F-cells were produced when the researchers kept supplying reprogramming factors to the iPS cells instead of stopping them after a few days. The F cells were generated so that they could only be reprogrammed if exposed to the antibiotic doxycycline. They either turned into specialized adult cells or died if the medication was taken away. F-cells are different from iPS cells because they do not add to the growing tissues when injected into mouse embryos. They can, however, form “teratomas,” which contain a variety of differentiated cells, and grow more quickly in the test tube than other stem cells. It is unclear whether F-cells exist naturally in mice.

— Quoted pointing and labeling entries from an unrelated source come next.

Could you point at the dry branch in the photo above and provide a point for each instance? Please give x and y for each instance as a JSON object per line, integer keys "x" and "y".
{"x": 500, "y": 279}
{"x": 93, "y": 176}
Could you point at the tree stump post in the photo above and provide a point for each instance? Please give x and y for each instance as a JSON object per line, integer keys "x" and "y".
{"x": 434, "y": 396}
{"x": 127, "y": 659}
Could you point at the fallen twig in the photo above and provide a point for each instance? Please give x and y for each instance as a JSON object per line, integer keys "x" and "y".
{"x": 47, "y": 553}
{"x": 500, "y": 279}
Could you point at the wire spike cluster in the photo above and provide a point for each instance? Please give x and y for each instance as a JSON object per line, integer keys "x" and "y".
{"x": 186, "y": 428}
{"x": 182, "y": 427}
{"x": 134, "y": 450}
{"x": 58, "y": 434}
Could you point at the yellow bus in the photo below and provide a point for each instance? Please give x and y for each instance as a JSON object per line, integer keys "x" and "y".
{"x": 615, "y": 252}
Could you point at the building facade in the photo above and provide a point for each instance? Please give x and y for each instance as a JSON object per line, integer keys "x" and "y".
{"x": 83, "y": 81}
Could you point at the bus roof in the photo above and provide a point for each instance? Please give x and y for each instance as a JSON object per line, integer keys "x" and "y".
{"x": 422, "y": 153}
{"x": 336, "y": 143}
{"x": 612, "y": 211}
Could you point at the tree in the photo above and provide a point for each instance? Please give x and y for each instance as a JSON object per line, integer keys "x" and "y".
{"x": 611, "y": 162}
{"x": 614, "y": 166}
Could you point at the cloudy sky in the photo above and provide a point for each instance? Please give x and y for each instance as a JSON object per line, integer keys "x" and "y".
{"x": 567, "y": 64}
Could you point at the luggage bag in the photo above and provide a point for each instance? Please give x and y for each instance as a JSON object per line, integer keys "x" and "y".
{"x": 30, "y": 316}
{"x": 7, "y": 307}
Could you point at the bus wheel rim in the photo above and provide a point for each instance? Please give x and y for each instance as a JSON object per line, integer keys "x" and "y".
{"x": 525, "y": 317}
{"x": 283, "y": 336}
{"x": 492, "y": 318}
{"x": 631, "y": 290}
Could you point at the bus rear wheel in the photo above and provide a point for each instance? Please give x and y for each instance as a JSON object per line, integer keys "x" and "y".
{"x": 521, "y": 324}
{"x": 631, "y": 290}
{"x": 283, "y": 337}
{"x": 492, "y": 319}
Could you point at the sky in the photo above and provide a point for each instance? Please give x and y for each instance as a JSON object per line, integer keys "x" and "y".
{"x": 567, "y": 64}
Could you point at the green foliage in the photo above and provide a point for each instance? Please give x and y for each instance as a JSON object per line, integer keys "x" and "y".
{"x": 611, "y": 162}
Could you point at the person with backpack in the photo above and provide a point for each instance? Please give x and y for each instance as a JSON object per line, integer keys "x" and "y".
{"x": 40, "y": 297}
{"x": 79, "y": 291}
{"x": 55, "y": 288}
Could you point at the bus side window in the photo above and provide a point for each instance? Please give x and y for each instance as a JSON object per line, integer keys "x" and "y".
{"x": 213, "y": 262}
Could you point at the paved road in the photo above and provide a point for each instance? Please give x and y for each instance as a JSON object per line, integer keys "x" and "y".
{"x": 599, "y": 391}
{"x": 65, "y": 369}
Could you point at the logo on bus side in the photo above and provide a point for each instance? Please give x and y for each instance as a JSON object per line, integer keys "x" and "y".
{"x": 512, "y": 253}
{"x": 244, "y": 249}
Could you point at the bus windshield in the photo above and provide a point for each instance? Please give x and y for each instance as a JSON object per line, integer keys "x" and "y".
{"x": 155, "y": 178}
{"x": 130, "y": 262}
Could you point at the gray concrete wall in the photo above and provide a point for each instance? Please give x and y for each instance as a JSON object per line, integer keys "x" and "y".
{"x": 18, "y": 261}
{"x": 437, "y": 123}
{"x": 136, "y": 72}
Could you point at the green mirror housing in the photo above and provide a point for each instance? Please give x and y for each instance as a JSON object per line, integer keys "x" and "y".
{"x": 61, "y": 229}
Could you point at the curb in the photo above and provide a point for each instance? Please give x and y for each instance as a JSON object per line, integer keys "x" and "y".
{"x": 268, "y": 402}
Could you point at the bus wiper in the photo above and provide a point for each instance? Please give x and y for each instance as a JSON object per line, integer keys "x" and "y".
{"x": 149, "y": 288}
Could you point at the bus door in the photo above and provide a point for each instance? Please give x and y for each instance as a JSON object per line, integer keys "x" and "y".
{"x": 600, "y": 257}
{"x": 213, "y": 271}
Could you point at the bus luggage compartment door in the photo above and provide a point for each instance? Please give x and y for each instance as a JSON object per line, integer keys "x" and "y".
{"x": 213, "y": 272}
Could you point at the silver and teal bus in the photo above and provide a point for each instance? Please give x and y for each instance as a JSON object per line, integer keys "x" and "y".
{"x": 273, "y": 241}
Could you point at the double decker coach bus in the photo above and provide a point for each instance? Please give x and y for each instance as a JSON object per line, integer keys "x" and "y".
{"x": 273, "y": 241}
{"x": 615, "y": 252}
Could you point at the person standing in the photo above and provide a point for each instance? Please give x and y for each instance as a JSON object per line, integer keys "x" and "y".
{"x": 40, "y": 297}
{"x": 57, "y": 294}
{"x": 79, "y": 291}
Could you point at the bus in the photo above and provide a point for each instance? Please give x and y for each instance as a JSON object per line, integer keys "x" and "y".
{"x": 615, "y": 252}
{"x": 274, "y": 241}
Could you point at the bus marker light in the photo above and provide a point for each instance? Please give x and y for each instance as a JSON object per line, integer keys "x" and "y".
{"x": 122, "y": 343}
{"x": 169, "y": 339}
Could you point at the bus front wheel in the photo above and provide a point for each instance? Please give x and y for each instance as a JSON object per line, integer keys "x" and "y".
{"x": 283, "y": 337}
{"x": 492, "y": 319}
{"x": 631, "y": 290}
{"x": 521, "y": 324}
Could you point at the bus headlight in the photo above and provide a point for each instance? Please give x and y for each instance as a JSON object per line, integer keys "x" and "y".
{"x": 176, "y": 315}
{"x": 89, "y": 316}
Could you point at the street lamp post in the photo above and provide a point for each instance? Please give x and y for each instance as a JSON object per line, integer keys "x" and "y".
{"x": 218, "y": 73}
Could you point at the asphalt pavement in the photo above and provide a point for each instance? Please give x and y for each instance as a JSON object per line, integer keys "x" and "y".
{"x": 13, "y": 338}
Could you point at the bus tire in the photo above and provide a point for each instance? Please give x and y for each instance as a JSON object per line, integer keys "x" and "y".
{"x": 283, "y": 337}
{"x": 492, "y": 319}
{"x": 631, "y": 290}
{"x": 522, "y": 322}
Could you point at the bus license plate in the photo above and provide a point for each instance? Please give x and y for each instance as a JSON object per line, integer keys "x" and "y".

“I think it’s inevitable that human F-class cells can be achieved in the near future through reprogramming,” said Juan Carlos Izpisua Belmonte, a developmental biologist from the Salk Institute for Biological Studies in La Jolla, to the Los Angeles Times. It is also possible, however, that they could lead to the formation of tumours.

“With the arrival of F-class cells on the scene…(who’s) to say that there aren’t additional types of pluripotent cells with unique properties that might be harnessed clinically?” said Paul Knoepfler, a University of California Davis stem cell researcher, to the Los Angeles Times.

“We do believe that if we are opening up this black box and put some light into it and even videotape what’s happening inside we will be able to understand this process better,” said Nagy to CBC News about his project investigating how stem cells are programmed. “That knowledge that we are generating would help us to make safer cells at the end, maybe more efficient cells to treat diseases.”